I had no idea that could happen. I didn’t realise that you could fall so hard and nobody would catch you. All of a sudden I feel very naive and very much out of my depth. Starting your life again is not for the weak; there’s enough unpredictability in the world without shaking everything up just because you want better. Surely my situation before was more than adequate, much more than poor Martin has right now.
I’m next in the queue, and the taxi driver honks for my attention.
‘I’ve got to go now, Martin. Let me see if I’ve any change at all.’ I feel around but can’t find anything except Nurofen and eyeliner and…
‘Antiseptic spray?’ I offer, blushing at the absurdity.
Martin holds up his hand. ‘Nah, its grand, thanks. I’m travelling light.’
I go to take a step away, but as the cab driver loads my suitcase into the boot, I turn round again. Suddenly I w
ant to know more about this man’s story. I want to know how he got here and how he feels about it and whether I can contact anyone for him. A brother, a sister, a parent. I want to know if there’s anything I can do, but I doubt he’ll tell me. If he won’t reveal where he’s from, he’s unlikely to divulge anything else personal. But there’s more to find out, I just know it.
‘What’s it like when you sleep out at night?’
He takes a moment to consider what he wants to say, and then his strikingly bright pale-blue eyes meet mine.

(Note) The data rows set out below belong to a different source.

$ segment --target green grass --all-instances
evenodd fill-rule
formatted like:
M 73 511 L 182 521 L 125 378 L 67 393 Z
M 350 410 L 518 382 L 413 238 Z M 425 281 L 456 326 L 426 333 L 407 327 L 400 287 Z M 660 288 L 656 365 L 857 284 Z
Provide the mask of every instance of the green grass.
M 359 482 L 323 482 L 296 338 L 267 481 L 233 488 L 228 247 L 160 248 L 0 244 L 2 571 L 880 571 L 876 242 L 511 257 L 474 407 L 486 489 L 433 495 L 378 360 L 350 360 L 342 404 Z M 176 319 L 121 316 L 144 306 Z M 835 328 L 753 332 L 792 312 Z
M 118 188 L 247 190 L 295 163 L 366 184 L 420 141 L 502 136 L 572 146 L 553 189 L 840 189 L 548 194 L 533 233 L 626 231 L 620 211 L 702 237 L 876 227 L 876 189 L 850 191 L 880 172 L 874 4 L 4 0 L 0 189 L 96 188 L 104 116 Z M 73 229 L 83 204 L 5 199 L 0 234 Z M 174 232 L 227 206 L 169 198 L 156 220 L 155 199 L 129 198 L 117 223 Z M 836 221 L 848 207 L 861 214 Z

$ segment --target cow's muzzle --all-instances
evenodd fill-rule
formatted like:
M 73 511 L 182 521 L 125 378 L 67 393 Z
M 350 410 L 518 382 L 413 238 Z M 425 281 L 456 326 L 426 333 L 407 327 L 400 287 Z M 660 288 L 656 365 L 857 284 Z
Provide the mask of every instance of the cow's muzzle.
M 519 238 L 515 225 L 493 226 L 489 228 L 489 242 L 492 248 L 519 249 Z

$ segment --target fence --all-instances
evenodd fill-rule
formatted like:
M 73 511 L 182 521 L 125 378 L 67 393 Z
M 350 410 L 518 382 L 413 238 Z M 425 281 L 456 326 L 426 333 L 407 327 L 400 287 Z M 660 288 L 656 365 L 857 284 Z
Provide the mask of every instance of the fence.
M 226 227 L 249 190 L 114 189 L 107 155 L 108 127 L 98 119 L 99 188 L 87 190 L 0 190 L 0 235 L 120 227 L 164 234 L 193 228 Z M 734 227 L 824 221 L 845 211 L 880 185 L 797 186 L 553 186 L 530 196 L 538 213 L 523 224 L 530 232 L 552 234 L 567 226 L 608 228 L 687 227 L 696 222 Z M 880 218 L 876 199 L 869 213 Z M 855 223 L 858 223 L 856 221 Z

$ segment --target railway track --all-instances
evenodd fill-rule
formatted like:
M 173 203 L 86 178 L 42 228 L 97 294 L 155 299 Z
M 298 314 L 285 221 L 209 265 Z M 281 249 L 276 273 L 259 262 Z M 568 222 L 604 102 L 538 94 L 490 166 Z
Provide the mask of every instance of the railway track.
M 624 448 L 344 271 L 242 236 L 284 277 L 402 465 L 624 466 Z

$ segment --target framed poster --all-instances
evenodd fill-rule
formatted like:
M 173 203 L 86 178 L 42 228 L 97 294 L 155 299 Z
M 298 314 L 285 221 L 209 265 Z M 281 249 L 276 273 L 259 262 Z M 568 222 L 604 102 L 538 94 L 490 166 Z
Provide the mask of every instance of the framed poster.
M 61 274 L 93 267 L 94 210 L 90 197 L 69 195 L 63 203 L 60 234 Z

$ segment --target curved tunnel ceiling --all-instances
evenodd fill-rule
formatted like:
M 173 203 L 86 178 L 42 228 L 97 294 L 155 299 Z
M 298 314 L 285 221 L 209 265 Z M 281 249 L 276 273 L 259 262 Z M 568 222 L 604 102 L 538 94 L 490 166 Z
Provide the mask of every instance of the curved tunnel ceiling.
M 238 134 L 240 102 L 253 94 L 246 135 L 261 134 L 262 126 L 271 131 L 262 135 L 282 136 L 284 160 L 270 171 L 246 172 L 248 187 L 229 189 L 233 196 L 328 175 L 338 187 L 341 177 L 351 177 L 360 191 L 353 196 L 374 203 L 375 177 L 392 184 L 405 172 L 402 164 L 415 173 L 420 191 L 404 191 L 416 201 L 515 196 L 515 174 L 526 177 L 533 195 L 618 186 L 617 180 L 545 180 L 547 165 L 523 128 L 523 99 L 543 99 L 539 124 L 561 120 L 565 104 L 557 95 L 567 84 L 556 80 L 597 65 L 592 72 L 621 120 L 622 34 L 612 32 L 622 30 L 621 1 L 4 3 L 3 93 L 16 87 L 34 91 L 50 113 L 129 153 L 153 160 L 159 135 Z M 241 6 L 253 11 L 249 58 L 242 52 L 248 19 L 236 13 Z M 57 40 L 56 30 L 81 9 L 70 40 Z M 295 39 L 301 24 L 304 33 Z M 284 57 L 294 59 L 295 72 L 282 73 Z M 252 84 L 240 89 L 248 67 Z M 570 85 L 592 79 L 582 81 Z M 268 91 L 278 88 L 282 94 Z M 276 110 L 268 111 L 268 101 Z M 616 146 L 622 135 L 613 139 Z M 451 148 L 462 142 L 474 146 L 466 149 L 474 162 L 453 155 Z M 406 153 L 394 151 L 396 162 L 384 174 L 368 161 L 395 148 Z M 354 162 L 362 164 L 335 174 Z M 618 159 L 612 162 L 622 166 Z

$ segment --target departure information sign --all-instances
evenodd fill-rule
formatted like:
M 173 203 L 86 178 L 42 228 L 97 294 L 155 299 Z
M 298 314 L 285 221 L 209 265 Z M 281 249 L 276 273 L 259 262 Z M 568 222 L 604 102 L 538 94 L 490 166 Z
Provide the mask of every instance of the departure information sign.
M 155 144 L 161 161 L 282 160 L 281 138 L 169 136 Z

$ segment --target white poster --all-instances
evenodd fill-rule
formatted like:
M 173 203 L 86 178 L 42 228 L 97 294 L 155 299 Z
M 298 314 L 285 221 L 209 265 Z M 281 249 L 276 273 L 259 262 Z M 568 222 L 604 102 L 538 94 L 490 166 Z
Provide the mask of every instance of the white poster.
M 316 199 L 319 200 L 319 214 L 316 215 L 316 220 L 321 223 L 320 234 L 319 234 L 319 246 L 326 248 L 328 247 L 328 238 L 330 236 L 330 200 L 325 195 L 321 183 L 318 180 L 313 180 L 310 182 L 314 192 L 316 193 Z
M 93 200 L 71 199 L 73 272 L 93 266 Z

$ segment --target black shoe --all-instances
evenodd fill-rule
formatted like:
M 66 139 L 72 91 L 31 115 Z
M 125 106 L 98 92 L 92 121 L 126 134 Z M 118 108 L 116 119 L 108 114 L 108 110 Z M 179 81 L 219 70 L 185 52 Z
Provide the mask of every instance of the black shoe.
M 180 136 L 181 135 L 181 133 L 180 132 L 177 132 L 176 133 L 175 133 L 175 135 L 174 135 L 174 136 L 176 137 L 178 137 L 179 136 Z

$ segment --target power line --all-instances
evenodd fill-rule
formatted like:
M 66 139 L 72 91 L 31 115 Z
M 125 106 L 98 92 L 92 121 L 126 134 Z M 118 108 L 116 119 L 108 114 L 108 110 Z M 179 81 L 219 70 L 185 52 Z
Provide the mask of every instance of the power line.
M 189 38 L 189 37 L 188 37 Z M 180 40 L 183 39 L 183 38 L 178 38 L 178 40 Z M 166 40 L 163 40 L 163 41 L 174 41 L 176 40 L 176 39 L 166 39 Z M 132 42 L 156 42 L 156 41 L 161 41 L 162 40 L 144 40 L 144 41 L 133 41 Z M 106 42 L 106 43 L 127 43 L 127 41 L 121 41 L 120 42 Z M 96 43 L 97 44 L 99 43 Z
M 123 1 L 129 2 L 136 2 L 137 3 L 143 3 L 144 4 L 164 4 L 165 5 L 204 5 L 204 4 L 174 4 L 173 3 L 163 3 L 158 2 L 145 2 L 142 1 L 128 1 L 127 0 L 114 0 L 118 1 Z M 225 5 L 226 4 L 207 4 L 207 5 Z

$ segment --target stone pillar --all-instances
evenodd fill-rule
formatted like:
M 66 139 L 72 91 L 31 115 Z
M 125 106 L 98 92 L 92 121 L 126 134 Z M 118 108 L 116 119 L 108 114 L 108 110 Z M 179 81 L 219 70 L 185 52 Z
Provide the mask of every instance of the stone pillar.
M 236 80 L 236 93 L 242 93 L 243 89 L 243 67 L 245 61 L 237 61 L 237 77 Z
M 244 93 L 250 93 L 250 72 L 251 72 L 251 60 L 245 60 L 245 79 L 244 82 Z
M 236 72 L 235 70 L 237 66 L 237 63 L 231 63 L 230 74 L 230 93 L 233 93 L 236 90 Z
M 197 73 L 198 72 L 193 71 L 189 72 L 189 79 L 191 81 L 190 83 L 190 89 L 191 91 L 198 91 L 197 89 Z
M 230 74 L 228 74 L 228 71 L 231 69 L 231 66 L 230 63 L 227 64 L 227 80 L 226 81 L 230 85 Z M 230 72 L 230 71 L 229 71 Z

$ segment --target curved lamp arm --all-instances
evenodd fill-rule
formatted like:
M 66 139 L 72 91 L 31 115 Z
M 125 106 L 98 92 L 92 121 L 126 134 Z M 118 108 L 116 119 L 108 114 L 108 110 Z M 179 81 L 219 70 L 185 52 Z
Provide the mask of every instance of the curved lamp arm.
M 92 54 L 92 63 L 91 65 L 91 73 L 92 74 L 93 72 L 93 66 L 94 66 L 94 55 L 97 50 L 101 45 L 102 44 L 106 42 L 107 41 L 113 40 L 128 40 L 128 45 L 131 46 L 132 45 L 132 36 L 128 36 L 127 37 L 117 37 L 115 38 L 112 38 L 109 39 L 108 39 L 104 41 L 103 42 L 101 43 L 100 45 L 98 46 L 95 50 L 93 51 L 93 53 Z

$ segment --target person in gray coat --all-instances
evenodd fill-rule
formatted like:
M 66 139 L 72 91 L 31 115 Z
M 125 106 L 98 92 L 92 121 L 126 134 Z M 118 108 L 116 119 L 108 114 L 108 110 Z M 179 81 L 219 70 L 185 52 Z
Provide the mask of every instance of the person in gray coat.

‘If you’re dry, night-time can be magical. Amazes me that all these people scramble around glued to their little screens, looking down, always looking for inspiration, for meaning. And they’re missing it. Night after night. All they’ve got to do is raise their faces to the sky and gaze up at the canopy of stars.’
I wait for a moment, speechless.
‘Great stars on the west coast. Hope you get to see some here too.’ Jutting his chin in the air, he smiles. ‘Now go on, your carriage awaits.’
I step into the car, and all the way to Tara’s I think about Martin and his situation. He had no choice about what life threw at him and he’s not in a position to change it. The choice to split up, James and I made of our own free will. The delicious pleasure it gave me to hand my notice in at St Mary’s was completely my decision. Moving up here and starting again isn’t something to be afraid of; it is something to be cherished, to be thankful for, to be excited about. Not having the chance to start again – now that is scary. And I decide that from now on, every chance that comes my way is going to be met with gratitude and fearlessness, because I’m one of the lucky ones. Lucky that I get any chances at all.